Discussion #6 ( Environmental health promotion)
1. Answer the following:
a. List 3 things you could do in your home or apartment to save energy while using appliances.
b. Explain how high levels of air pollution can influence the frequency of bacterial diseases such as pneumonia or bronchitis.
2. Respond to two of your classmates. There is not a specific length for your responses, but you need more than an “I agree” or “me too” statement.
Respond to Elisha:
The first thing that I can do within my household to save energy while using appliances is make sure that my dishwasher is full before I run it, instead of running small loads at a time. Secondly, I can make the switch to energy saving light bulbs for all of my lamps and lighting fixtures; this includes not leaving the lights on as much. Lastly, I can put my cell-phone in an energy saving mode so that I do not have to charge it as often and save on power.
Seven million people die around the world each year due to air pollution related diseases. The adverse effects vary with the kinds of pollutants and location of said pollutants. For instance, outdoor air pollutants like PM, NO2, and SO2 can increase mortality depending on where one is in the world (Carey, 2013). Another example is that one may be more prone to diseases such as pneumonia or bronchitis if there are around lots of industrialization, factories. Or one may be harmed too if they are round farms that use harmful pesticides for their crops. The detrimental effects include decrease in pulmonary function, increase of infections, increase in respiratory symptoms, acute exacerbations of COPD, onset of asthma, more hospitalizations, increased respiratory mortality, and higher prevalence of childhood asthma (Nishimura, 2013). As health educators, or as health professionals, we need to see what changes we can make in the industrial processes to keep air pollution from harming more and more people each year.
Carey IM, Atkinson RW, Kent AJ, et al. Mortality associations with long-term exposure to outdoor air pollution in a national English cohort. Am J Respir Crit Care Med 2013;187:1226-33.

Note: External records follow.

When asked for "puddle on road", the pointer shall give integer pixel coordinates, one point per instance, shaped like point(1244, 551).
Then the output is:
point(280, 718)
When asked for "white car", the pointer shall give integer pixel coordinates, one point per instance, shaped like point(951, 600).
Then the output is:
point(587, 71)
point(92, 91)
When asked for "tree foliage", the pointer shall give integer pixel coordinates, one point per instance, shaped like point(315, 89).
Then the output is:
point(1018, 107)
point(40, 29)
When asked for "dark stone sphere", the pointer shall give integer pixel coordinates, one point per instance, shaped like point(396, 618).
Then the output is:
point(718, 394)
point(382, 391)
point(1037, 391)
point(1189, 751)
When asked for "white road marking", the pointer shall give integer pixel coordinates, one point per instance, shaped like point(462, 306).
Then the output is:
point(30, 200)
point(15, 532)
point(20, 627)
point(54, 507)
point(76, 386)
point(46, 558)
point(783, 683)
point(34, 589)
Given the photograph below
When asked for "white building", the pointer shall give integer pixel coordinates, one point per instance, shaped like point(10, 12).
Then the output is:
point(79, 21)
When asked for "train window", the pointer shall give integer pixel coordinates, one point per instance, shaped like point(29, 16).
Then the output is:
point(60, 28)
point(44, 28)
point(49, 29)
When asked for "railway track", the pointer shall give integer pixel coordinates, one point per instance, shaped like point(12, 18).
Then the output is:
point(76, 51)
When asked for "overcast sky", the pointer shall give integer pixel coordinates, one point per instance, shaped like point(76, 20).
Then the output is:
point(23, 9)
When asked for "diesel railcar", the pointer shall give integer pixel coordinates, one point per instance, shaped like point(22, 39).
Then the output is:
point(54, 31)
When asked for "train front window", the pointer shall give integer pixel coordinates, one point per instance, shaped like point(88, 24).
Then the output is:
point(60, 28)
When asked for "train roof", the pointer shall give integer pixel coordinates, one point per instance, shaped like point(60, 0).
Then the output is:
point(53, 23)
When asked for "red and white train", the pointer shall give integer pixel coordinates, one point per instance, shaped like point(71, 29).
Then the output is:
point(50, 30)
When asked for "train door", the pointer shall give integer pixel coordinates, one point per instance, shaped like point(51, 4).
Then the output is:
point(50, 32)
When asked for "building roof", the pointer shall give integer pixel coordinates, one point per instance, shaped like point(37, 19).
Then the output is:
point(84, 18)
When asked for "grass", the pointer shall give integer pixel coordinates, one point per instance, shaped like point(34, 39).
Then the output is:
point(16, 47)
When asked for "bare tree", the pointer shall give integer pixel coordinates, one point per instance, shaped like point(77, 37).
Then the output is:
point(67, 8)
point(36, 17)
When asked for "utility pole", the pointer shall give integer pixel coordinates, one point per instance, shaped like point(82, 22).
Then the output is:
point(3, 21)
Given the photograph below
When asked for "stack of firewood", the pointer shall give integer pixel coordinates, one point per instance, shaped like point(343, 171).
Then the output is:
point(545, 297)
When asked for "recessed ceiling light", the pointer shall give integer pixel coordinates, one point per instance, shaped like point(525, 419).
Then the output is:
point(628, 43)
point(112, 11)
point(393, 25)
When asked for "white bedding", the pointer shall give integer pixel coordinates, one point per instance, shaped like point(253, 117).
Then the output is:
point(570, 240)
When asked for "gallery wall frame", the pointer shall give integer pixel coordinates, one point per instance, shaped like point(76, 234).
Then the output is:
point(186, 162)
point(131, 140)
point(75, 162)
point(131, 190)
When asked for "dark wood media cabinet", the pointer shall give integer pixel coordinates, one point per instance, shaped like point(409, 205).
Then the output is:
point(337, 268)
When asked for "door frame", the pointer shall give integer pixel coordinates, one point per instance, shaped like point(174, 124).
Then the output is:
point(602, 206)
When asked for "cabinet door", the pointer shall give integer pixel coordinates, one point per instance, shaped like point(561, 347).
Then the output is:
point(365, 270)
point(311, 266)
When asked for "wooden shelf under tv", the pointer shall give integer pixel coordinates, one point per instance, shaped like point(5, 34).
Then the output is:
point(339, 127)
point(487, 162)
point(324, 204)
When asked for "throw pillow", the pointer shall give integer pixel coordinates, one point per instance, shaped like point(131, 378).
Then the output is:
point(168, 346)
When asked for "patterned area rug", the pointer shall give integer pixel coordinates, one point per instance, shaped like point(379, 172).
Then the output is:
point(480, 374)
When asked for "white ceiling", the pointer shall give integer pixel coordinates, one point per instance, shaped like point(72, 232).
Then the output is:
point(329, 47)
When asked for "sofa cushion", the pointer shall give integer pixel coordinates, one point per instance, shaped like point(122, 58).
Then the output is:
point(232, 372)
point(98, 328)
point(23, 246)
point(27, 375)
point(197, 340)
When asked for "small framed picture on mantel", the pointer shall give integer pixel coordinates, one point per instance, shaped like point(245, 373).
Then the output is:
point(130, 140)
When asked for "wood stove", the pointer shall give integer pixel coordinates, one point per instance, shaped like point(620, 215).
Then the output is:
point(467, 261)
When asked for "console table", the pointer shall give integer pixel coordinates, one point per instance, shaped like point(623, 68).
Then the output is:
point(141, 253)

Nishimura KK, Galanter JM, Roth LA, et al. Early-life air pollution and asthma risk in minority children. The GALA II and SAGE II studies. Am J Respir Crit Care Med 2013;188:309-18.
Respond to Alex:
a. One of the things I could do in my home is use a top-mounted freezer refrigerator rather than a side by side refrigerator. According to Energy Star (2020), a top-mounted freezer refrigerator will use 360 kWh compared to a 560 kWh for a bottom mounted refrigerator and 630 kWh for a side by side refrigerator. I could also use warm or cold water to wash my clothes as those options use less energy than hot water (American Cleaning Institute, n.d.). When buying a home, I would make sure that the house is properly insulated and that windows and doors are properly manufactured to decrease the loss heating and cooling within my home (Steffan, n.d.).
b. Air pollution can affect the body by attacking the immune, nervous, and gastrointestinal system leaving the body susceptible to bacterial diseases (Jiang, et al., 2016). Air pollution can also alter biofilm structure of bacteria which can increase transmission and reproduction of the bacteria (Purser, et al., 2020). This change in biofilm structure has been linked to surviving in the human mucous membranes and increased resistance to antibiotics (Hussey, et al., 2017).